/scan_docs

App for parsing/categorising scanned documents

Primary LanguagePerl

scan_docs

A utility I wrote that handles scanned files created by my Brother
ADS-1500W.

You can modify it to work with any scanner that outputs files
ImageMagick can read, but that will require at least modifying the
regexes for matching its output files.

The Brother scanner supports CIFS/Samba, so I have a share that it
puts the files in.  This script is told to monitor that directory,
and works accordingly.

USAGE:

Configure the documents you want it to support by following the
comments and the examples in the included config file.

Start the program by running:

scan_docs <directory_to_watch> [config_file]

If you don't specify config_file, it will look for scanner_config.yml
in the same directory as the script itself.

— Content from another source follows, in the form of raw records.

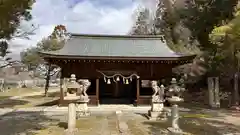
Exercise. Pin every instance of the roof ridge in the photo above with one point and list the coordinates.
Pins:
(117, 36)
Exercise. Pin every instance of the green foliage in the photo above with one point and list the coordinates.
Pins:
(201, 16)
(11, 13)
(54, 42)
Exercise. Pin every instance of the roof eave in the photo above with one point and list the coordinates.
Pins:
(178, 58)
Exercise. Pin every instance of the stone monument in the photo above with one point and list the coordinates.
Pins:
(157, 107)
(175, 97)
(82, 107)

The program will then check the directory every 10 seconds for new
scans.  If it finds one, it will convert it to pnm, run tesseract on
it, and then parse the text so it (hopefully) knows what directory to
put the file in.

If the file is unscannable, it'll put it in unscannable/  If it is
scannable, but doesn't match any configured documents, it will put it
in other/<time>.pdf.

I run this script from cron (it is safeguarded against more than one
copy running at once), so I just put:

* * * * * root scan_docs /docs

In my crontab.  Then, when it successfully works on a file, it will
do its thing, and exit, and I get an email of what happened so I can
see if I need to take further action.

(If you just want to run it all of the time and output it to a log
file or something, you can remove the line that says 'exit;' below so
it won't quit every time it successfully does any work.)

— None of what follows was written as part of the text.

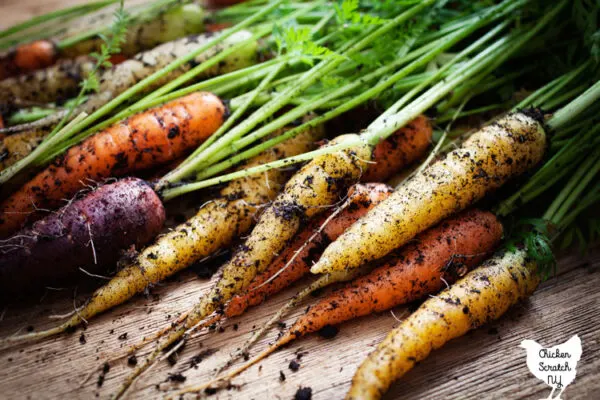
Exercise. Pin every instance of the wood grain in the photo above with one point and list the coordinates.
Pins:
(487, 363)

Using this app and my brother scanner, my house has gone paperless.
I have scanned all of my documents, and this program categorised the
vast majority for me, making it super duper easy.

It also tries to be smart about monitoring files to make sure they've
stopped changing size before it works on them (just in case the file
is slow to copy or very large).

Also, do not use this on a multi-user system without modification
first -- it just scans to /tmp/scanned.pnm.  This is both a possible
race-condition, as well as security vulnerability since there could
be sensitive information in the file.

Finally, if you want to write a subroutine to handle the filename
generation for a document, define it between the {} containing
'ScanSubs' below, and follow the examples in the config file
included.

Patches/pull requests welcome.  Also, you could ask me nicely to make
changes if anyone who isn't me decides to use this thing.

DEPENDENCIES

Depends on the following perl modules:

    * Fcntl
    * YAML
    * List::Util
    * File::Path
    * POSIX
    * Date::Parse
    * FindBin

Also depends on the following apps:

    * Tesseract
    * ImageMagick

WARRANTY/LICENSE

Program is licensed under the Perl Artistic license.  You can
distribute it under the same terms as Perl itself.

Program has no warranty.  Make sure it does what you want before you
shred your documents.